Is it high literature? No. Does it invite the same type of deep ruminations on a variety of subjects like previous Bookshelf entries have? Absolutely not. But the slim volume, best savored in a single sitting, gives a peek into an extremely popular contemporary Vietnamese author while serving as a palate cleanser to read between more expansive tomes.
Lacking a linear narrative or standard plot structure, Ticket to Childhood leaps back and forth between various childhood anecdotes. While entertaining in their own right, the whimsical stories take on greater value when contextualized by Mui. For example, when considering a plan to explore treasure-filled jungles, he laments about a boy’s inability to truly escape because “home is like rabbit’s skin, how can he slough it off?” He notes, however, that the freedom most adults enjoy can be oppressive as their “rebellion has no meaning.”
While generally critical of many of the qualities associated with maturity, at times Mui admits their necessity. For instance, when remembering his friends’ common habit of turning pens into swords and pieces of writing paper into tiny boats, he remarks that grownups’ propensity to applaud conformity is sometimes justified as “standing out in a crowd has always been a risky choice. Just ask victims of the Spanish Inquisition.”
Mui occasionally stops to correct what he previously claims. For example, he originally details a humorous situation when, as an oblivious child, he texted his crush the messages he saw his uncle sending his wife, including “shall we get into bed this evening? I am so very sad!” But later, Mui admits that of course, they didn’t have cellphones at that time. Rather than establishing an unreliable narrator that may call into question all the insights offered, such clarifications serve to strengthen the book’s coloring of childhood as a time when fact and fantasy commingle.
Saigoneer Bookshelf aims, in part, to examine cultural, societal and historical elements of Vietnamese society; efforts largely impossible when it comes to Ticket to Childhood. Aside from a brief mention of eating dog meat, the book could be set just about anywhere from Japan to Panama to Ukraine. The universality of the characters’ experiences and outlook reveals an important attribute of literature: its ability to expose commonalities that transcend borders. While reading books as an outsider — be it because of race, nationality or gender — can foster empathy that can’t quite be obtained via films, textbooks or first-hand observations; encountering literature that actively works against concepts of “otherness” is no less valuable in its power to unify.

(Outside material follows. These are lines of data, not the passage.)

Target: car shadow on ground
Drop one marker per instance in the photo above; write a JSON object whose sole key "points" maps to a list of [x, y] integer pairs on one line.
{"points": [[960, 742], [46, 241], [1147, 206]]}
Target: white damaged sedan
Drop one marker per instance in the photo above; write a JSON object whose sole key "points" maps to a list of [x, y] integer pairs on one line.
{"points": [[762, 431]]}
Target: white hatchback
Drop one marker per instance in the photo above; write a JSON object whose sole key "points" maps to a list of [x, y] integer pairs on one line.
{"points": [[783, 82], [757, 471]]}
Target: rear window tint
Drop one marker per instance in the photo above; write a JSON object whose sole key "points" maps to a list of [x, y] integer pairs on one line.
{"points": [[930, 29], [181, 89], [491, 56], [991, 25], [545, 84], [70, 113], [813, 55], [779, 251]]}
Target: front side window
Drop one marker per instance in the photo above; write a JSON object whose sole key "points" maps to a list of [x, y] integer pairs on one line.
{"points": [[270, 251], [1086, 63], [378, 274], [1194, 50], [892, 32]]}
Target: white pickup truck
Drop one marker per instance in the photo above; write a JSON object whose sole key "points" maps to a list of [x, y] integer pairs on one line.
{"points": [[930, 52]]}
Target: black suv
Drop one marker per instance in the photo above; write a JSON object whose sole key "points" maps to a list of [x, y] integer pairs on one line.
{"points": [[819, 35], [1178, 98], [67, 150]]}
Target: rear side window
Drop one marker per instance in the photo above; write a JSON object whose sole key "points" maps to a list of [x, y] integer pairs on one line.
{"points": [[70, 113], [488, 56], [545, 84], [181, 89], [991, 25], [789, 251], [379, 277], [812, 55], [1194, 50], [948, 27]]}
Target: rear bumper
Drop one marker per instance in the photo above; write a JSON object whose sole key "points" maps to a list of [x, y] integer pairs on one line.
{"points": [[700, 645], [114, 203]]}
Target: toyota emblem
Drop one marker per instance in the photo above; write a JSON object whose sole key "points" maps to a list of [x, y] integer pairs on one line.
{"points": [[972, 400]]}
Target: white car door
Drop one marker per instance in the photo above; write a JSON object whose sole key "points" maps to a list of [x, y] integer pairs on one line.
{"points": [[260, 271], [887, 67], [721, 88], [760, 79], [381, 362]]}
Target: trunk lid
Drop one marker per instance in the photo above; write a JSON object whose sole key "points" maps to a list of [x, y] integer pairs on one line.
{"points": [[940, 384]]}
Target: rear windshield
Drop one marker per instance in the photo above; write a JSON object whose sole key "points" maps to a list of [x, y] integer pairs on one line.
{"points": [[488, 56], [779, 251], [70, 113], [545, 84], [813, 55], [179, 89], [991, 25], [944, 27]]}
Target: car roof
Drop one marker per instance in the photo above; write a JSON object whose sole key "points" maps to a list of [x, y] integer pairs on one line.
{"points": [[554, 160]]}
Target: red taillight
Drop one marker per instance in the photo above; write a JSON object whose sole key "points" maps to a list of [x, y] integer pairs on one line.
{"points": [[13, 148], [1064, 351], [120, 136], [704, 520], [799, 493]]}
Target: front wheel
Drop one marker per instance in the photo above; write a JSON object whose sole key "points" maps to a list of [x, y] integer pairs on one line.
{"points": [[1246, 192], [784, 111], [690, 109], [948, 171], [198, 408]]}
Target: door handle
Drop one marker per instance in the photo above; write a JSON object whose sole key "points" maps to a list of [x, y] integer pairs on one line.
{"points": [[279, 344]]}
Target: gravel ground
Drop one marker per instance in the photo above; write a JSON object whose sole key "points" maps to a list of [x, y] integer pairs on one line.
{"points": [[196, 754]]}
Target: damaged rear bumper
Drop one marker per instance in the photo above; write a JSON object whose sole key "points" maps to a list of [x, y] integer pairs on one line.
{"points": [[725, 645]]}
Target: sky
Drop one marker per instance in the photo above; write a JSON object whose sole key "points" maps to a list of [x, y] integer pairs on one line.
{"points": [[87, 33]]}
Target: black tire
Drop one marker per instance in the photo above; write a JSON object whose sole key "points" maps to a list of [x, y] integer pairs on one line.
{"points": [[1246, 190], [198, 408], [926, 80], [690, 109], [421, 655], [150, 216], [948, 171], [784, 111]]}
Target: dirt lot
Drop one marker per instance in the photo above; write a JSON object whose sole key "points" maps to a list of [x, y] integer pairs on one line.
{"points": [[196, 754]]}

As another birthday passes and I find myself closer to retirement age than to the day I was born (a pretty horrifying realization), this book helps remind me to occasionally think like a child again. Sure, the next work I pick up will likely be a depressing tale strewn with very real adult problems like poverty, unrequited love, war, greed, regrets and resignation to fates beyond one's control, but Ticket to Childhood serves as a metaphorical chance to take my washing basin filled with instant noodles out to the backyard where the plum trees are dying thanks to my brilliantly absurd digging for buried treasure. Read this book to remind yourself of the pleasures of childhood and perhaps reassess some of the compromises you’ve made for the sake of becoming an adult.
Both the Vietnamese and English versions of Ticket to Childhood are available in Vietnam via online retailers and at brick-and-mortar bookstores.